Alright guys, thanks for all the help so far! I read the CT article… it seemed really cool. However, I still don’t know how I should incoporate pull-up strength straining into my current training. So, if I’m doing ABBH right now (on 2nd week) how would I incorporate this training? I know CT’s article said to use his program the first training day of the week… but then I’d be missing a day of ABBH.
Is it OK to train pull-ups on off-days, or will that just lead to overtraining?

You can always rest your feet on someone’s hand and then push a little with your legs when you get stuck, or loop a mini band around your feet.

Can’t say much more than CT did in his article dedicated to the subject matter:
http://www.t-nation.com/readTopic.do?id=460273

!vic

[edit]doh: Just a link to the article that rapid already pointed you to![/edit]

Here’s my experience with improving chins: one set of 6-8 negative chins with 50-60 pounds strapped to my waist. The negative cadence should be 10 seconds down and climb back up and start the next one as quickly as possible.

You will need a bench/stool/ladder or some other device to get back up there that quickly.

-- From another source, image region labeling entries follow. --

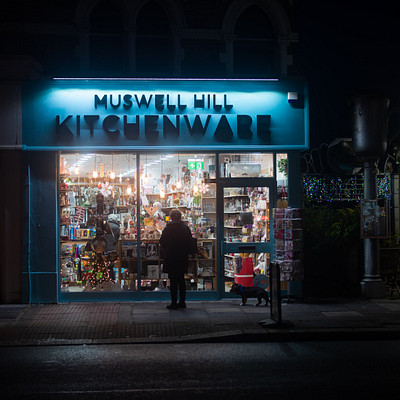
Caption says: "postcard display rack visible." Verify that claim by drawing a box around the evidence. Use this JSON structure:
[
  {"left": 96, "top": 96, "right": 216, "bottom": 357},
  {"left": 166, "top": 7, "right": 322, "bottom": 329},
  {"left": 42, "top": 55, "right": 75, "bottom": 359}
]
[{"left": 273, "top": 208, "right": 304, "bottom": 281}]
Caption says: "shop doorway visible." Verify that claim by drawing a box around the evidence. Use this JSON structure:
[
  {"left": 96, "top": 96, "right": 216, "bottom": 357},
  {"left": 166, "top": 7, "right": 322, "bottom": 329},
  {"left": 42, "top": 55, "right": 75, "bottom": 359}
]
[{"left": 218, "top": 178, "right": 276, "bottom": 296}]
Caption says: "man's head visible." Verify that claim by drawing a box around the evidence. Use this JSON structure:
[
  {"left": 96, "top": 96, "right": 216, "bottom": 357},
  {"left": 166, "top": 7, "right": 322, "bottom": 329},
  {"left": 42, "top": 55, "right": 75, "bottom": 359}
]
[{"left": 169, "top": 208, "right": 182, "bottom": 221}]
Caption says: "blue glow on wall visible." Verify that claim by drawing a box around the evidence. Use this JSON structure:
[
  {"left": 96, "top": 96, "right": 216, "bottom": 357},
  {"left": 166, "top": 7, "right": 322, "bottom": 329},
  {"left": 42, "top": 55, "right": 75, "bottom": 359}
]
[{"left": 23, "top": 80, "right": 308, "bottom": 150}]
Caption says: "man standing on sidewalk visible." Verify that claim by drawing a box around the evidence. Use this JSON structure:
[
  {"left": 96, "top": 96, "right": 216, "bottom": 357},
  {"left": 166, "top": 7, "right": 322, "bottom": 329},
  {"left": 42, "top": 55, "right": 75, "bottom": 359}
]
[{"left": 160, "top": 209, "right": 193, "bottom": 310}]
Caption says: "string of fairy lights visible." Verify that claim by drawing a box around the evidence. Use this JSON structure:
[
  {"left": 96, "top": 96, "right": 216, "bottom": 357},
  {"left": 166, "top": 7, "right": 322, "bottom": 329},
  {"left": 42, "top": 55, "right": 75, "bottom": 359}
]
[{"left": 303, "top": 174, "right": 391, "bottom": 203}]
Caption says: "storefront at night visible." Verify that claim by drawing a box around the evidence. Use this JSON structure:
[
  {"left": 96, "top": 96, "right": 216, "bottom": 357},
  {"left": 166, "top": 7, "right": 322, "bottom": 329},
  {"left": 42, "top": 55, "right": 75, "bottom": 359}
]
[{"left": 22, "top": 79, "right": 308, "bottom": 303}]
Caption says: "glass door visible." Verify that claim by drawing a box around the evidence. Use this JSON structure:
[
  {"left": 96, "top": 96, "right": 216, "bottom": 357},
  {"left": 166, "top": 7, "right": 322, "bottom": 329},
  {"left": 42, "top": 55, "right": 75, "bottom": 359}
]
[{"left": 218, "top": 178, "right": 276, "bottom": 293}]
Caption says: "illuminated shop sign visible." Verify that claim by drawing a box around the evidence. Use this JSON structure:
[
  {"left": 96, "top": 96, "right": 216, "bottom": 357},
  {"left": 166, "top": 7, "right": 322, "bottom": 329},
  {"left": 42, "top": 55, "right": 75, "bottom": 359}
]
[{"left": 23, "top": 81, "right": 307, "bottom": 149}]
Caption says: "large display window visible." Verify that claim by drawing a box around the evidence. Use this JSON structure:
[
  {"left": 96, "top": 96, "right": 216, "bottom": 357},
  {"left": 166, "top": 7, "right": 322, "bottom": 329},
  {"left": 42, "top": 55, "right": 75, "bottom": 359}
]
[{"left": 59, "top": 153, "right": 217, "bottom": 292}]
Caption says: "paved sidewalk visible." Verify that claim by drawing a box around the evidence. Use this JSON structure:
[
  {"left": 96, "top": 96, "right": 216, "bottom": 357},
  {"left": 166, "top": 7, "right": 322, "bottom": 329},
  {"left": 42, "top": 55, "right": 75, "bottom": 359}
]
[{"left": 0, "top": 299, "right": 400, "bottom": 346}]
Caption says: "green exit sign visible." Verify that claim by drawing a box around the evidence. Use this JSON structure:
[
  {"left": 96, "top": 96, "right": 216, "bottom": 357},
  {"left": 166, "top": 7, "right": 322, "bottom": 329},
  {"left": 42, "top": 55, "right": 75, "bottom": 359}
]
[{"left": 188, "top": 160, "right": 204, "bottom": 169}]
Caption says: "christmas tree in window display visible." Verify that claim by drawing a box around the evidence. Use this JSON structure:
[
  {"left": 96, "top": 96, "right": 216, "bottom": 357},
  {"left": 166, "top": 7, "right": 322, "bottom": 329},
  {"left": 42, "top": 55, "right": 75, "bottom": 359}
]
[{"left": 85, "top": 193, "right": 116, "bottom": 291}]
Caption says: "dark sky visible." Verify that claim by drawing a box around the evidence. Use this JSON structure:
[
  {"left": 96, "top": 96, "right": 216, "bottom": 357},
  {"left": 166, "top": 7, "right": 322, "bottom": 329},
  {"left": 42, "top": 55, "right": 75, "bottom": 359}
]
[{"left": 299, "top": 0, "right": 400, "bottom": 146}]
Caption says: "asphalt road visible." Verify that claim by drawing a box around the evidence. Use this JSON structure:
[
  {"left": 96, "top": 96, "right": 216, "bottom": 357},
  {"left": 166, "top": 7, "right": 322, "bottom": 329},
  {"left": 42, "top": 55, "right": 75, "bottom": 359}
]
[{"left": 0, "top": 341, "right": 400, "bottom": 400}]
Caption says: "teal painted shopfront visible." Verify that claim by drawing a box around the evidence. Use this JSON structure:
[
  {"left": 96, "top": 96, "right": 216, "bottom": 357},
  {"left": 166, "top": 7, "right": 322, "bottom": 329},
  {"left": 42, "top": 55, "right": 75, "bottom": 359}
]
[{"left": 22, "top": 79, "right": 308, "bottom": 303}]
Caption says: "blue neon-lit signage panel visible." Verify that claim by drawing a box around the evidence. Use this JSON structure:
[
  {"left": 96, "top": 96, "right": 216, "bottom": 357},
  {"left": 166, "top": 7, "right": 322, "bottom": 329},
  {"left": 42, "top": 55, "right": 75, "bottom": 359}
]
[{"left": 23, "top": 80, "right": 308, "bottom": 150}]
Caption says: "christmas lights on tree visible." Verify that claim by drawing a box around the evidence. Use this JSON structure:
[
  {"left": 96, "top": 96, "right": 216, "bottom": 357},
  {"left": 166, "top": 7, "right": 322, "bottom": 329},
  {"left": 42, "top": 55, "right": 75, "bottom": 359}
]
[
  {"left": 303, "top": 175, "right": 391, "bottom": 202},
  {"left": 89, "top": 254, "right": 114, "bottom": 288}
]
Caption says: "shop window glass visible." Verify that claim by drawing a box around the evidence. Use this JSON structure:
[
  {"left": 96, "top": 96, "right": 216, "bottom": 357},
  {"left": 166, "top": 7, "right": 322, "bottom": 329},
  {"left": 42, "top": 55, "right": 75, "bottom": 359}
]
[
  {"left": 276, "top": 153, "right": 289, "bottom": 208},
  {"left": 219, "top": 153, "right": 274, "bottom": 178},
  {"left": 59, "top": 153, "right": 217, "bottom": 292},
  {"left": 59, "top": 153, "right": 137, "bottom": 292}
]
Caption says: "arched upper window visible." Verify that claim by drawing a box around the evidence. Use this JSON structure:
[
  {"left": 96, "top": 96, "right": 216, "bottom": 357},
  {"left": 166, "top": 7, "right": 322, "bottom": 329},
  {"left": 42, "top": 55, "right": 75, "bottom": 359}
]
[
  {"left": 89, "top": 0, "right": 127, "bottom": 75},
  {"left": 136, "top": 1, "right": 173, "bottom": 76},
  {"left": 233, "top": 5, "right": 277, "bottom": 77}
]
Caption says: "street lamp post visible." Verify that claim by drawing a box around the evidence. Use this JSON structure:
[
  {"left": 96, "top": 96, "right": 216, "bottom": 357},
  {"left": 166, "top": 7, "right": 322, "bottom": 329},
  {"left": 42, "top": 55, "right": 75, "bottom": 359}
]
[{"left": 353, "top": 94, "right": 389, "bottom": 299}]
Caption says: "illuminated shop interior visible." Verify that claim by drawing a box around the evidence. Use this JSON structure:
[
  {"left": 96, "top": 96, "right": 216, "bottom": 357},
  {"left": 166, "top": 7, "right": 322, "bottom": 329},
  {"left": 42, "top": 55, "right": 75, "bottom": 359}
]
[{"left": 59, "top": 152, "right": 288, "bottom": 292}]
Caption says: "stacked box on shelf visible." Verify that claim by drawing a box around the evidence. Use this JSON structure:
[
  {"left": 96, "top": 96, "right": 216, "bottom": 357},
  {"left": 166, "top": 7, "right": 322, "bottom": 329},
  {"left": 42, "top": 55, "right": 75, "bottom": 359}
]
[{"left": 274, "top": 208, "right": 303, "bottom": 281}]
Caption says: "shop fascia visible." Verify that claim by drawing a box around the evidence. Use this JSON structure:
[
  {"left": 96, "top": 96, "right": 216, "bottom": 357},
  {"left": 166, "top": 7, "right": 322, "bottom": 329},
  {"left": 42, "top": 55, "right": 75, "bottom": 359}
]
[{"left": 56, "top": 93, "right": 271, "bottom": 142}]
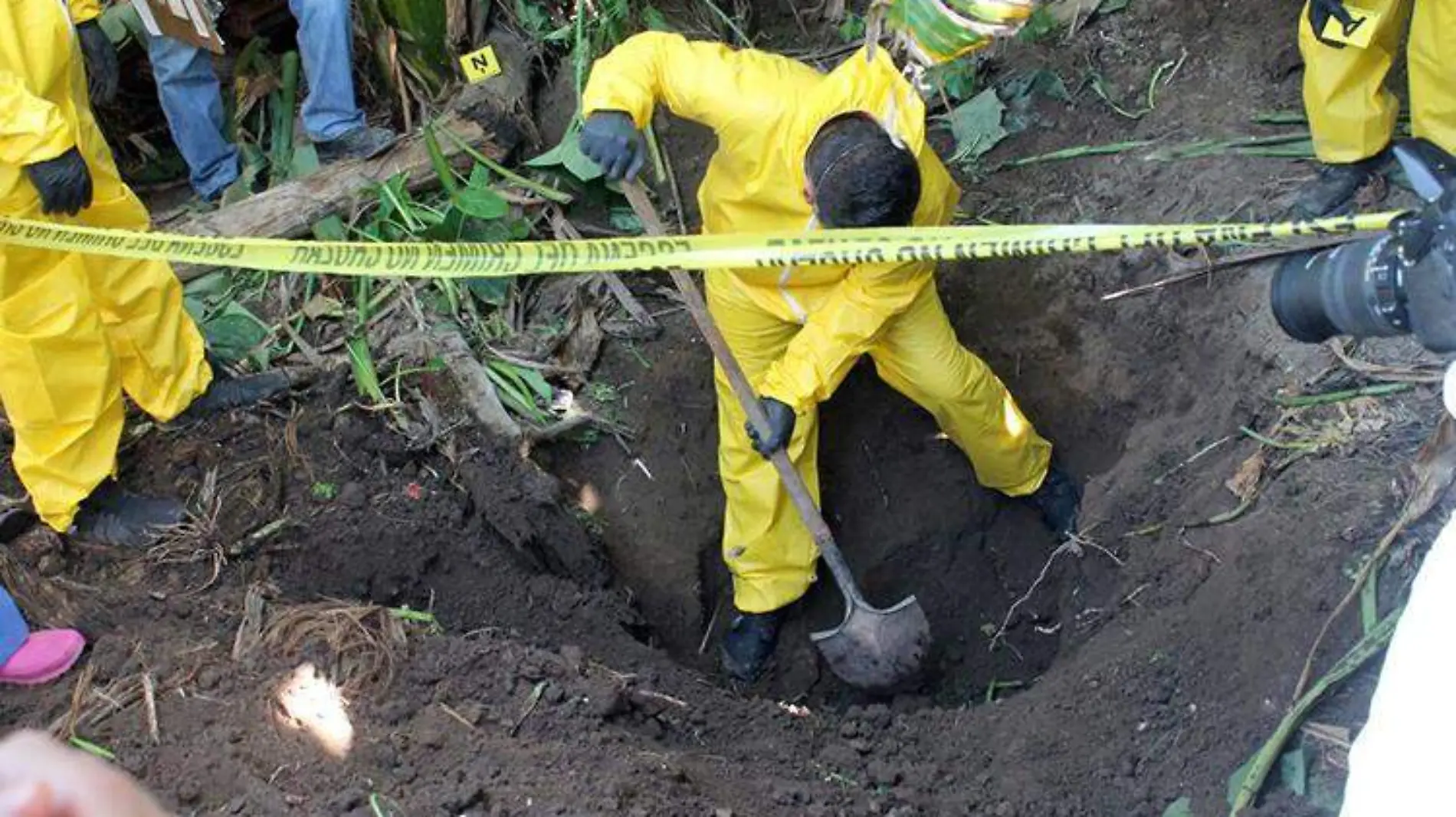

I alternate workouts between the negative chins one workout and 3 sets of 6-8 controlled and unweighted chins on the next workout. The cadence on the unweighted chins is 2-3 seconds up, hold for one second, 4 seconds down with a quick, smooth turnaround at the bottom.

Tyler

Rover, try to read up on Pavel’s GTG (‘grease the groove’) routines and try that on one or two of your off days. At least thats what I would do, beeing the none-expert that I am.
Only time will tell weather its too much volume.

do as many sets as it takes to get to 50. pretty soon the number of sets it takes you to get there will decrease

Climbing, grip and fetish …I feel dirty!! Is this climbing rope thick rope or thinner?
Will42

Try doing some of these:

http://www.crossfit.com/cf-video/onearmpull.mpg

Or for rope climbing, do this:

http://www.crossfit.com/cf-video/onearmrope.mpg

Damn is all I can say.

I have never tried negatives before. I had a pretty good system that took me to a 144 plus bodyweight chin up, but now each pound is getting hard to add.
I will have to give the negatives a try with maybe 180.